Scientists at the BioRobotics Institute at the Scuola Superiore Sant’Anna in Pisa, Italy, created a robot octopus, capable of emulating the animal’s agile motions. To replicate the biology of an octopus, they built computer models using exact measurements and then experimented with a number of soft actuators to develop artificial muscles.

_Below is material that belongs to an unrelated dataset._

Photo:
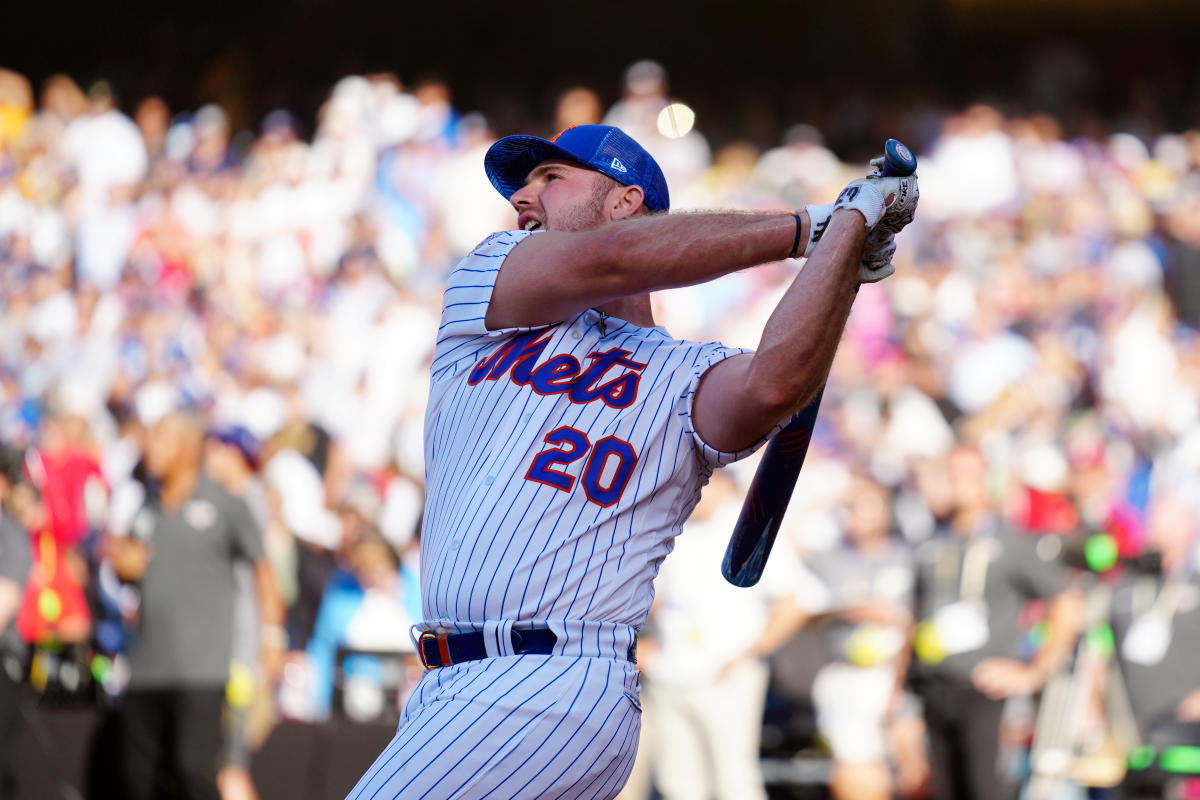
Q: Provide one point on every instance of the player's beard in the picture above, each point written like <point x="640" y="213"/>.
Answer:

Researchers at Worcester Polytechnic Institute have been working on a robotic snake that could navigate through rubble or confined spaces. MIT engineers created soft and compact 3-D printed structures that can be controlled using magnets. The hope is that they can someday help control biomedical devices, take images within the body, clear arterial blockages, deliver targeted drugs to specific body parts, or even extract tissue samples.

What’s Next

Soft robots face a big problem when it comes to heat control, because they’re made of flexible synthetic materials rather than metals, which are better at dissipating heat. Researchers at Cornell’s School of Engineering developed a robot capable of “sweating.” They built a soft robotic muscle that can autonomously regulate its internal temperature, just like living organisms do.

The Impact

Someday soon, soft robotics will let us enter and explore environments previously unreachable by conventional methods: deep ocean waters, the terrain of Mars, and perhaps even the gushing rivers of blood inside our own bodies.

Watchlist

Defense Advanced Research Projects Agency (DARPA), Harvard Biodesign Lab, Johns Hopkins Applied Physics Laboratory, MIT Media Lab, MIT Computer Science and Artificial Intelligence Laboratory’s Soft Contact Modeling Group, MIT Department of Civil and Environmental Engineering, Scuola Superiore Sant’Anna, Soft Robotics, University of California-Los Angeles School of Engineering, Worcester Polytechnic Institute.